As photographers it is a daunting task to organize a system to archive our work. Can you imagine this task being left to our children, or our siblings. I inquired about why the foundation has taken the responsibility of some photographers' archives. Food for thought for all photographers as we collect vast libraries of photographic information and materials.

“This is a big problem that all the photographers of my generation, have to face, what are they going to do with their archives, so yeah, there is no x, y or z here, not like in America, so you just have to do it, organize it for yourself. It often falls on the children of the photographer, so that is one thing I wanted to avoid, when you have one daughter, I didn't want to lumber her with the task of sorting it all out.”

I asked Martin what have been some of the Martin Parr Foundation's high points as well as any low points over the years.

“We just had our book festival which had thousands of people through, we had nine talks. We had another joint photobook festival with BOP, Books on Photography. More people than ever before attended, there were more talks than ever before, and all talks were full. Then we had a quiz on Saturday night at a local bar that was very well attended, so everything has been great. That's one of the high points really, just to see all these people come here. No low points really at all.”

When I asked Martin what some of the long-term and short-term goals of the Foundation are, he told me, “More of the same, both to both.” They will continue to secure the photographic legacy of British and Irish photographers, while inspiring and supporting new visual storytellers that will create a new dialogue for the future of photography.

“Being a collector of many things, especially photo books. I asked what was the first book in his collection, and Martin immediately replied, “‘The Americans’ by Robert Frank. It is one of the great books of the 21st century. And ‘A Day Of’, by Tony Ray-Jones.” Daido Moriyama would also be in the top ten authors and books in his collection. Martin explained how it is not just the photographs that inspire him, but it is the whole package, the way the artists developed the concept of the book, the paper, layout, binding, all play a role in what makes a book special and rare. Straightforward and simple like Robert Frank ‘The Americans’ as well as the more complex works by Daido Moriyama, all bring inspiration through the combination of how they feel, how they work as a complete thought process, because the photographs are just brilliant.”

I asked Martin Parr what he does with the moments he is not out helping to change and support the world of photography, and what gives him personal pleasure in his time off.

“Well, I like to go out to eat, I like having walks, which is somewhat limited due to my having Myeloma. I can't walk as far as before, but on nice breaks, I go with my wife. We've been together for 48 years I think now, which is a long time.”

Martin is as committed to his family as he is to his work. He relies on their valued contributions to the foundation and enjoys the life they have made together and shared.

The Pictorial List would like to thank Martin Parr for his time and candor answering our questions and enlightening us about what the Martin Parr Foundation is diligently working to achieve.

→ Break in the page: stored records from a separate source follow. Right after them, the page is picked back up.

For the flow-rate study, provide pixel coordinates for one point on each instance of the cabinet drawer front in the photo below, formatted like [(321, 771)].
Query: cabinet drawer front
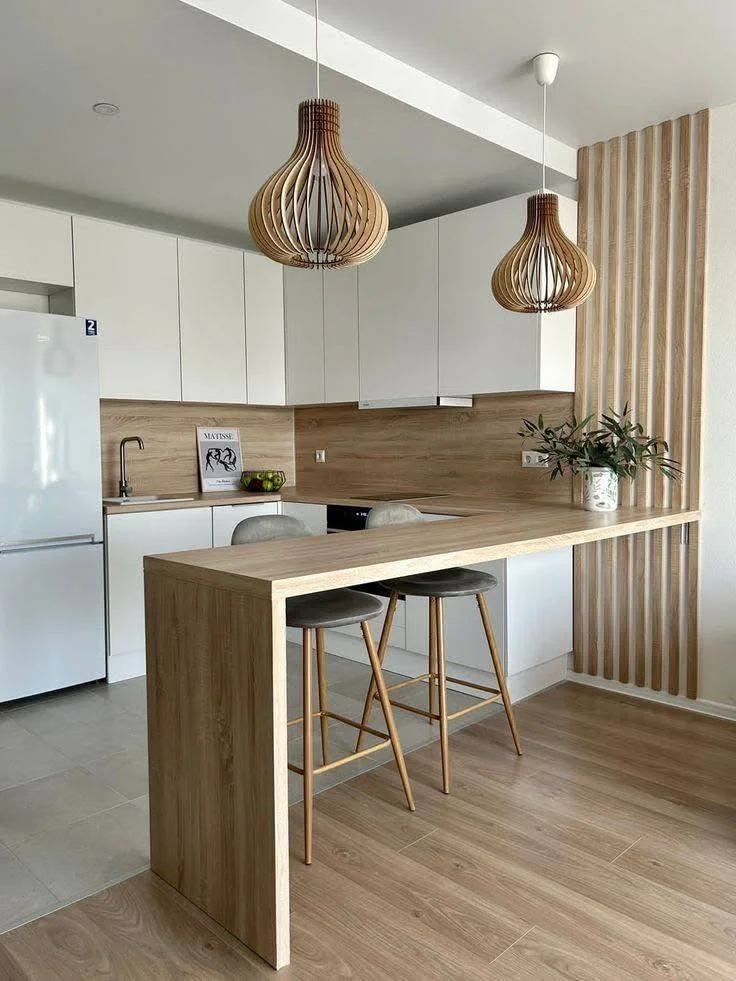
[(128, 538)]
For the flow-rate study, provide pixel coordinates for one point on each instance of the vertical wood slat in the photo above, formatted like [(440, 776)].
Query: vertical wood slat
[(642, 219)]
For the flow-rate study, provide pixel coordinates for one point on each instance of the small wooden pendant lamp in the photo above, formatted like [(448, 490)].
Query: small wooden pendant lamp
[(317, 211), (544, 271)]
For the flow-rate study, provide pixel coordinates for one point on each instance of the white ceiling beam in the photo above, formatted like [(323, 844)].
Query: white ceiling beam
[(293, 29)]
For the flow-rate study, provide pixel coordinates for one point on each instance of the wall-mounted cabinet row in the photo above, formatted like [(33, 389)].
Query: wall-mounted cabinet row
[(187, 320), (419, 320)]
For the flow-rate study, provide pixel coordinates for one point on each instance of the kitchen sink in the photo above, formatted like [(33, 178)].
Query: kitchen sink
[(146, 499)]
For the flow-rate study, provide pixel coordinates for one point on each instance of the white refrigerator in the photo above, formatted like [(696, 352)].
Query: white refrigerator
[(52, 623)]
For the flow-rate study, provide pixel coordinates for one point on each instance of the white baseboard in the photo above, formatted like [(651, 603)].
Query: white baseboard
[(700, 705), (120, 667)]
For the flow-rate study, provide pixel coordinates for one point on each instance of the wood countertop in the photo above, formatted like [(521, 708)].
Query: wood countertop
[(291, 568), (212, 499), (461, 505)]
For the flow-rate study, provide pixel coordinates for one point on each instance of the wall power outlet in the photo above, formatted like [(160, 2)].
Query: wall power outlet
[(531, 458)]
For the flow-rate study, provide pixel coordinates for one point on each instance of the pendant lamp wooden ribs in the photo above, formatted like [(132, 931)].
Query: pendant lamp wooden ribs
[(545, 271), (317, 210)]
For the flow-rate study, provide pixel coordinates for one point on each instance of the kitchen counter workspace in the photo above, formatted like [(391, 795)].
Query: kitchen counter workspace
[(216, 666)]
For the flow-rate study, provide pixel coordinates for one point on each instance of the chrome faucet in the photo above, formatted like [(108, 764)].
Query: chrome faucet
[(124, 487)]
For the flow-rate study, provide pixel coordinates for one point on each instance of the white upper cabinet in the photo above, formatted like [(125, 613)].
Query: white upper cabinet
[(305, 340), (212, 320), (321, 313), (127, 279), (398, 316), (482, 347), (264, 330), (341, 334), (35, 246)]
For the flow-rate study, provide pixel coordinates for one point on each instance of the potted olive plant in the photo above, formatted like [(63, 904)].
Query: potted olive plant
[(613, 448)]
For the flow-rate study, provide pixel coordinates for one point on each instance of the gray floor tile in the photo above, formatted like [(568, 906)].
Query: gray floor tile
[(52, 802), (46, 716), (128, 696), (142, 803), (10, 731), (27, 757), (22, 896), (126, 772), (86, 742), (85, 857)]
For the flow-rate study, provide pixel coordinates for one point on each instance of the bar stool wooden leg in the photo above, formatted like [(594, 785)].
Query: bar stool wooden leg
[(442, 679), (307, 748), (387, 712), (432, 659), (498, 668), (382, 645), (322, 688)]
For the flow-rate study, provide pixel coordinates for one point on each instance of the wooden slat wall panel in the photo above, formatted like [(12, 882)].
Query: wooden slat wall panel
[(642, 218)]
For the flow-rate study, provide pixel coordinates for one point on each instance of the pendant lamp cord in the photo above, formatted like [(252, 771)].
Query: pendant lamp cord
[(316, 42), (544, 139)]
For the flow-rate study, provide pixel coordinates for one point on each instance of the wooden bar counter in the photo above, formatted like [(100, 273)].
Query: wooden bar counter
[(216, 659)]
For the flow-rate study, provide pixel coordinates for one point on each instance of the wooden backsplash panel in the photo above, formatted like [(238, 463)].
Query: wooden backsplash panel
[(168, 464), (432, 450)]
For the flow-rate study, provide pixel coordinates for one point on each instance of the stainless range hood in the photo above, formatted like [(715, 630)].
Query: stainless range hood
[(422, 401)]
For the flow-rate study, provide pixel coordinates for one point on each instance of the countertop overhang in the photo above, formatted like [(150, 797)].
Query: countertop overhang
[(290, 568)]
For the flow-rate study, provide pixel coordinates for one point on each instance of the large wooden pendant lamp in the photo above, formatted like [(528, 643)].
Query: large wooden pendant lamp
[(317, 211), (544, 271)]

Photography is a process driven form of expression. From learning the process of capturing light through apertures for different lengths of time, to the process of turning a negative into a positive. As photographers we process our critical and creative thoughts focusing through the lens for our definition of that expression. We are grateful for organizations like the Martin Parr Foundation, that help support photography and photographers of the past as well as genuinely mentor and create new opportunities for photographers of the future.


The views, thoughts, and opinions expressed in the text belong solely to the author/s, and are not necessarily shared by The Pictorial List and the team.